The systems functioned as critical readers, devil's-advocate interlocutors, comparison tools, and research-discovery aids. When a system recommended a source, that recommendation was treated as a search lead: the source had to be located, read, and verified in its original form before it could support the dissertation. The researcher retained responsibility for the problem statement, research-question hierarchy, case definition, conceptual framework, source selection, citations, interpretation, and final wording. AI-generated responses were never cited as substitutes for the original literature.

Agreement among AI systems is not treated as validation. It is treated as a prompt for further examination.

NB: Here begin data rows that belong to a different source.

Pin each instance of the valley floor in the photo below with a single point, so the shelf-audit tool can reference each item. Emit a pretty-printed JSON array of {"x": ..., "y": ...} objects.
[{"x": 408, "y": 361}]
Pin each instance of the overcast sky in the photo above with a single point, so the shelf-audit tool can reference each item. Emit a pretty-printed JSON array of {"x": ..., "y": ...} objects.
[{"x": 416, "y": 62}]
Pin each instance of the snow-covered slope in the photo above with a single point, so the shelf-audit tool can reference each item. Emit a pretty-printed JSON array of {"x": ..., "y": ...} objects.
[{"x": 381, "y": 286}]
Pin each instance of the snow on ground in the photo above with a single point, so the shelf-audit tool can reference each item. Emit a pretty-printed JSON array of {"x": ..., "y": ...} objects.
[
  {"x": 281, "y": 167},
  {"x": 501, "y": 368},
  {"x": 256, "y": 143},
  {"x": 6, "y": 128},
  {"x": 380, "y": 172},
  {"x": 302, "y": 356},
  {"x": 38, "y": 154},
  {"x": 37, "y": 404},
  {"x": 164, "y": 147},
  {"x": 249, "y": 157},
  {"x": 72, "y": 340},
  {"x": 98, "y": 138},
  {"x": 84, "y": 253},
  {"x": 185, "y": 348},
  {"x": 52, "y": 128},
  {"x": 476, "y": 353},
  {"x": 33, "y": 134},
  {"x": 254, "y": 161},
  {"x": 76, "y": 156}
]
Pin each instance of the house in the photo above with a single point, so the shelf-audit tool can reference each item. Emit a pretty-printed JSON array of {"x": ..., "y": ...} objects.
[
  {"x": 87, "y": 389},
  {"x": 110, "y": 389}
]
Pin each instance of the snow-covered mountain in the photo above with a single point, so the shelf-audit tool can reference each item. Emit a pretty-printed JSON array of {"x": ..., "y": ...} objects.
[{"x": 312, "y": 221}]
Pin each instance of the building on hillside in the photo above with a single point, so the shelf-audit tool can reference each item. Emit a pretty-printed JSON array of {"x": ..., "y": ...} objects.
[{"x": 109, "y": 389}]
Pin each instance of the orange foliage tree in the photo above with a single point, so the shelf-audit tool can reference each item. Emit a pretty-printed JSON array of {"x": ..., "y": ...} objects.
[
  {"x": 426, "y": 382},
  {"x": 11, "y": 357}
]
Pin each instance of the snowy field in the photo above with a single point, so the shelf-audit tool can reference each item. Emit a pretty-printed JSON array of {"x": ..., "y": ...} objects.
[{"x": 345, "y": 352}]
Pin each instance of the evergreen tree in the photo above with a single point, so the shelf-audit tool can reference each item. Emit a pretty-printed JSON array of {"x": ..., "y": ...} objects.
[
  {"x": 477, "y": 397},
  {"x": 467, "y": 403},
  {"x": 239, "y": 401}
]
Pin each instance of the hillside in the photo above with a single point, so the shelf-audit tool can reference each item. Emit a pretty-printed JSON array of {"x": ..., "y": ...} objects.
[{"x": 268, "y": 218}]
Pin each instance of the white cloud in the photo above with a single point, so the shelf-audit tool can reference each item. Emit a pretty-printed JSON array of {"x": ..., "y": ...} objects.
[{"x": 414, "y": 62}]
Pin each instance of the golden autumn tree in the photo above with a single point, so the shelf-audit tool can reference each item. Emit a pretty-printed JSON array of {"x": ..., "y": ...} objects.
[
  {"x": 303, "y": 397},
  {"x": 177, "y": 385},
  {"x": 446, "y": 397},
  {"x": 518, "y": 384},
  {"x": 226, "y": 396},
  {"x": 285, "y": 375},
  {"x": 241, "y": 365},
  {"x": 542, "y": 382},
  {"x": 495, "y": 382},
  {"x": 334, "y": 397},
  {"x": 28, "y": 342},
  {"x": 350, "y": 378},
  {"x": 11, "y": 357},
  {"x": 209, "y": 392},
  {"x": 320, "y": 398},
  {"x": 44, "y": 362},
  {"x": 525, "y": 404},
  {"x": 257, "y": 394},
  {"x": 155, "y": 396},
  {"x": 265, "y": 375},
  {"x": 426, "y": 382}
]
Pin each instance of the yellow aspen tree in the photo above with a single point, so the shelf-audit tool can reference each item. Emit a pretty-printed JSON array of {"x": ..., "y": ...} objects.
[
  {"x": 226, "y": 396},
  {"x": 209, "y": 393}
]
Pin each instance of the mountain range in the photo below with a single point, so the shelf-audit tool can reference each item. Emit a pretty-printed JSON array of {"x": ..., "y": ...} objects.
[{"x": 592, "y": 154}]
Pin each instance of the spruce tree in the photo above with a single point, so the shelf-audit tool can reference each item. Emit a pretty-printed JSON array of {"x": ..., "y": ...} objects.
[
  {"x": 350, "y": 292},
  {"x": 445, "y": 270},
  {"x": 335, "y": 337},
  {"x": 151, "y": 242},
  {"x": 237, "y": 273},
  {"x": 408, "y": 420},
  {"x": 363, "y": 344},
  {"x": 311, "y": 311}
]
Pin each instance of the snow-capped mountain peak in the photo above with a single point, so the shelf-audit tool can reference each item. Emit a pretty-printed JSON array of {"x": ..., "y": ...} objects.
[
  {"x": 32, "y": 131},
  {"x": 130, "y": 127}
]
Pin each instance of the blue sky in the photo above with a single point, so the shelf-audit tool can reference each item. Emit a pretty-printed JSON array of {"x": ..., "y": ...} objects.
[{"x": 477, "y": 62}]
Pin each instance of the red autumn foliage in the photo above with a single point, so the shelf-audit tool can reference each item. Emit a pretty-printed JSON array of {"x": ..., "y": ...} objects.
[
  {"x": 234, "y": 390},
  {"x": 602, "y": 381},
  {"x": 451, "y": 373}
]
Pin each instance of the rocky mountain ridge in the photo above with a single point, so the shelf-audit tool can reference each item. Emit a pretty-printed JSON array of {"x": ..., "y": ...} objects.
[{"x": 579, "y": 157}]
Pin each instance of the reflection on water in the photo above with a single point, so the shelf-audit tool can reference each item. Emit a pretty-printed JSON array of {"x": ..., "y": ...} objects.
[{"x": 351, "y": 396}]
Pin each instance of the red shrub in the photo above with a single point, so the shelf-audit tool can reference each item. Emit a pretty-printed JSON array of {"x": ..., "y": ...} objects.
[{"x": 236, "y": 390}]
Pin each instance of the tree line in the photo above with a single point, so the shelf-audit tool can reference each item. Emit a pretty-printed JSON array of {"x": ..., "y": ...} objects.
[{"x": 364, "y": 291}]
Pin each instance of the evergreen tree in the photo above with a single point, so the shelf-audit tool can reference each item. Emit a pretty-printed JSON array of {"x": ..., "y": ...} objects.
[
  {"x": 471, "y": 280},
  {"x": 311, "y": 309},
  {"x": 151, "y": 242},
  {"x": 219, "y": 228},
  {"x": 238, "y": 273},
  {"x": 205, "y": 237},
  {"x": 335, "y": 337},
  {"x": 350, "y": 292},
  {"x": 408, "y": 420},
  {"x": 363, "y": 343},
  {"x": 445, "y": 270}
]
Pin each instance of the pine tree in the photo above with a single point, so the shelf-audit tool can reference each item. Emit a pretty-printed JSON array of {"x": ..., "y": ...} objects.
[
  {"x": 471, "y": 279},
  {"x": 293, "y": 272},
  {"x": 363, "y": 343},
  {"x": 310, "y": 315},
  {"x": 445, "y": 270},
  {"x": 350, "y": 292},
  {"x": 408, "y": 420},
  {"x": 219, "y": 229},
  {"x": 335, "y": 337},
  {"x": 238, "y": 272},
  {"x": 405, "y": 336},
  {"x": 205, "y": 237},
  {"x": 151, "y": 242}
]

The methodological point is the distribution of intellectual responsibility. AI accelerated feedback and made it easier to compare alternatives and test the clarity of an argument. It did not relieve the researcher of the responsibility to formulate the problem, verify sources, weigh competing interpretations, and stand behind the final claims. A polished product does not by itself demonstrate that the intellectual work occurred, which is also the dissertation's central concern.

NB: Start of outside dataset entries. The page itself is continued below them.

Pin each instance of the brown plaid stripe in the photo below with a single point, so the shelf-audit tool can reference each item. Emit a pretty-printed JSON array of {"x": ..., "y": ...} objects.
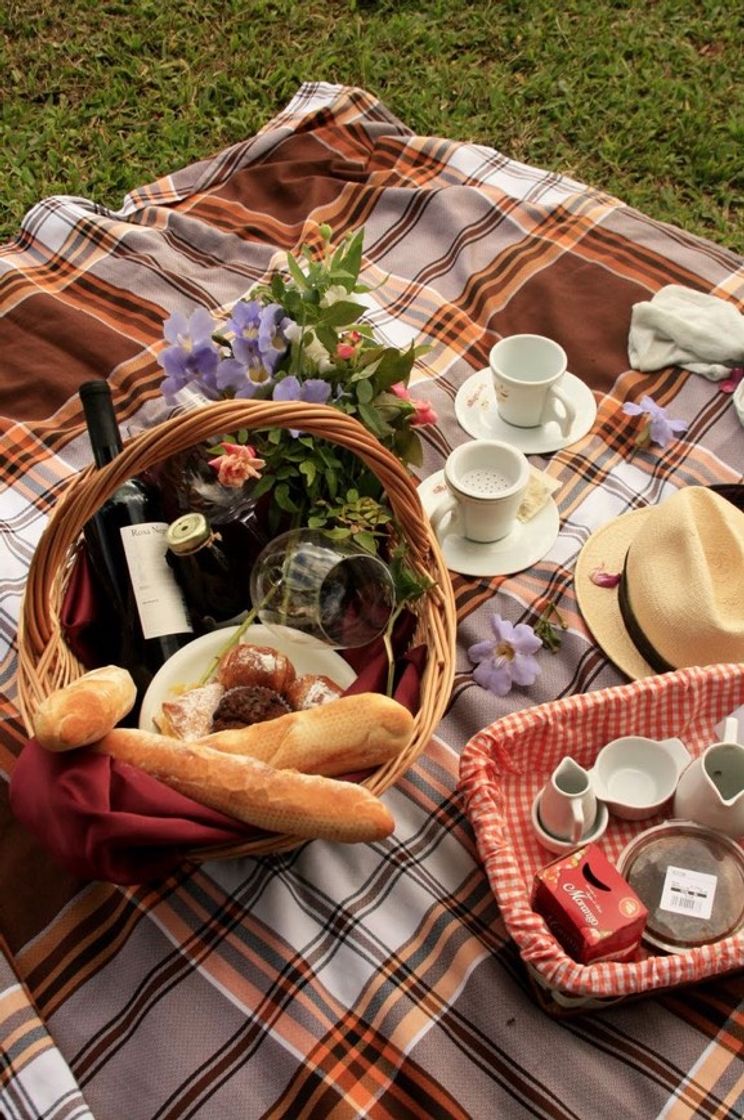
[{"x": 368, "y": 981}]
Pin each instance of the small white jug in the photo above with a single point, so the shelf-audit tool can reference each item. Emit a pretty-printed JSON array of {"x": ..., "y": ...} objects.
[
  {"x": 568, "y": 805},
  {"x": 710, "y": 791}
]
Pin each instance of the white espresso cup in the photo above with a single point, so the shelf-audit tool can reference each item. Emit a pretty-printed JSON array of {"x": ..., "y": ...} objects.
[
  {"x": 527, "y": 371},
  {"x": 486, "y": 481}
]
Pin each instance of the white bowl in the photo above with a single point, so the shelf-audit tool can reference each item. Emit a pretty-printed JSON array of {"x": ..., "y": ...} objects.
[
  {"x": 636, "y": 776},
  {"x": 560, "y": 847},
  {"x": 192, "y": 661}
]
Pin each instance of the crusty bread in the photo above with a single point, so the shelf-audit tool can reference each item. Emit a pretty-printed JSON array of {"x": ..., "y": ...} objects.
[
  {"x": 281, "y": 801},
  {"x": 81, "y": 712},
  {"x": 189, "y": 715},
  {"x": 345, "y": 735}
]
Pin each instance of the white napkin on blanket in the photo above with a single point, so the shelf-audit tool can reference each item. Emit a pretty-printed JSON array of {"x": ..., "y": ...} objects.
[{"x": 679, "y": 326}]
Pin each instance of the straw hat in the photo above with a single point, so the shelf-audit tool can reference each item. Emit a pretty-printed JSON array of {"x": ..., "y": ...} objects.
[{"x": 680, "y": 599}]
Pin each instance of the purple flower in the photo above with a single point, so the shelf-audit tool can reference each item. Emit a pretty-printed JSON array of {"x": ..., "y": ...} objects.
[
  {"x": 507, "y": 660},
  {"x": 259, "y": 335},
  {"x": 243, "y": 376},
  {"x": 245, "y": 320},
  {"x": 313, "y": 391},
  {"x": 192, "y": 354},
  {"x": 660, "y": 428},
  {"x": 272, "y": 339}
]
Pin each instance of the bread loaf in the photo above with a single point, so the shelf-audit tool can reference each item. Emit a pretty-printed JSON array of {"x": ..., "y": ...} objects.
[
  {"x": 353, "y": 733},
  {"x": 83, "y": 711},
  {"x": 281, "y": 801}
]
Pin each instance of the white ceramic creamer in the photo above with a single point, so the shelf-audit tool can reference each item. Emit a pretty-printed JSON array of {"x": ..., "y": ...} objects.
[{"x": 712, "y": 789}]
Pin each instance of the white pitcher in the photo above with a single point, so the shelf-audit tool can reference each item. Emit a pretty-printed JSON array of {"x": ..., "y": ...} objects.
[
  {"x": 712, "y": 789},
  {"x": 568, "y": 805}
]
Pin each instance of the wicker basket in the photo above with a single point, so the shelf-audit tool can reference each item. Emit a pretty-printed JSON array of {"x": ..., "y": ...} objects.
[{"x": 46, "y": 662}]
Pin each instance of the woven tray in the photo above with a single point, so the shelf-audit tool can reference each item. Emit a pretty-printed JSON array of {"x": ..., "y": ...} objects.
[
  {"x": 505, "y": 765},
  {"x": 46, "y": 662}
]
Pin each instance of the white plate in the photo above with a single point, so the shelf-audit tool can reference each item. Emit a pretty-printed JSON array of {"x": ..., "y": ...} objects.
[
  {"x": 189, "y": 664},
  {"x": 475, "y": 408},
  {"x": 527, "y": 543}
]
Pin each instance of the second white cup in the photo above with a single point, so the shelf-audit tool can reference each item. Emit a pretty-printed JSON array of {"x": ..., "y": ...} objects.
[
  {"x": 486, "y": 481},
  {"x": 526, "y": 372}
]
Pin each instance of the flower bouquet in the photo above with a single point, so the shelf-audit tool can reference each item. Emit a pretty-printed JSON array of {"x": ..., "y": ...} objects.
[{"x": 300, "y": 337}]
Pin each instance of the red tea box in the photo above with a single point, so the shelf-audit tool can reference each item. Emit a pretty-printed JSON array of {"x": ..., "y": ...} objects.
[{"x": 588, "y": 906}]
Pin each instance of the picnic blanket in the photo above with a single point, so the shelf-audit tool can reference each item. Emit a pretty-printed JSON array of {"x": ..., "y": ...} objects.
[{"x": 368, "y": 980}]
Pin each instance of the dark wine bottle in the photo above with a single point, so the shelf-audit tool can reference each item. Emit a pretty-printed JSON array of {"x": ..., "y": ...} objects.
[
  {"x": 215, "y": 588},
  {"x": 127, "y": 544}
]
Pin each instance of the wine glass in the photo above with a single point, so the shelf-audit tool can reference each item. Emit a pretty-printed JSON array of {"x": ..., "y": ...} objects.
[{"x": 321, "y": 590}]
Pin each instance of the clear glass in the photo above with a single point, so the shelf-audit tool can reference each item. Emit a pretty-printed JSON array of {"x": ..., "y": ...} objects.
[{"x": 324, "y": 591}]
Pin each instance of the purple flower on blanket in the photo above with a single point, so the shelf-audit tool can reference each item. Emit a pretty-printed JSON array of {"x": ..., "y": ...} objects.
[
  {"x": 192, "y": 355},
  {"x": 659, "y": 428},
  {"x": 508, "y": 658}
]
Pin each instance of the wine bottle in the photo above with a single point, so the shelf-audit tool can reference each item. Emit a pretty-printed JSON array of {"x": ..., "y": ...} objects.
[
  {"x": 215, "y": 588},
  {"x": 127, "y": 544}
]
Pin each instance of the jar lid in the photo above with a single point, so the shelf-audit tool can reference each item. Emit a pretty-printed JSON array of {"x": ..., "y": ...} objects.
[
  {"x": 691, "y": 880},
  {"x": 187, "y": 533}
]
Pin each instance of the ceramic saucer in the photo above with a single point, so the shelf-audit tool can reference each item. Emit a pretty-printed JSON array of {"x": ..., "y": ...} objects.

Illustrative AI-use audit entries

TaskMaterial providedAI contributionResearcher action and verification
Review research-question scope De-identified proposal text Raised questions about scope and hierarchy Compared suggestions with the study purpose and methods plan; narrowed to three primary questions with supporting strands
Review claims and source support De-identified chapter excerpts Flagged claims needing stronger support Located and evaluated original sources; claims retained, revised, or removed
Review structure and voice De-identified draft Identified repetition and unclear transitions Revised selectively; retained final wording responsibility

A companion practice was piloted during methods coursework, in which the researcher produced reflexive memos on practice interviews. Those coursework memos are rehearsals of the reflexive interview-memo genre, not dissertation data.

Methodological sources

References

Braun, V., & Clarke, V. (2006). Using thematic analysis in psychology. Qualitative Research in Psychology, 3(2), 77–101.
Lincoln, Y. S., & Guba, E. G. (1985). Naturalistic Inquiry. Sage.
Merriam, S. B., & Tisdell, E. J. (2016). Qualitative Research: A Guide to Design and Implementation (4th ed.). Jossey-Bass.
Miles, M. B., Huberman, A. M., & Saldaña, J. (2014). Qualitative Data Analysis: A Methods Sourcebook (3rd ed.). Sage.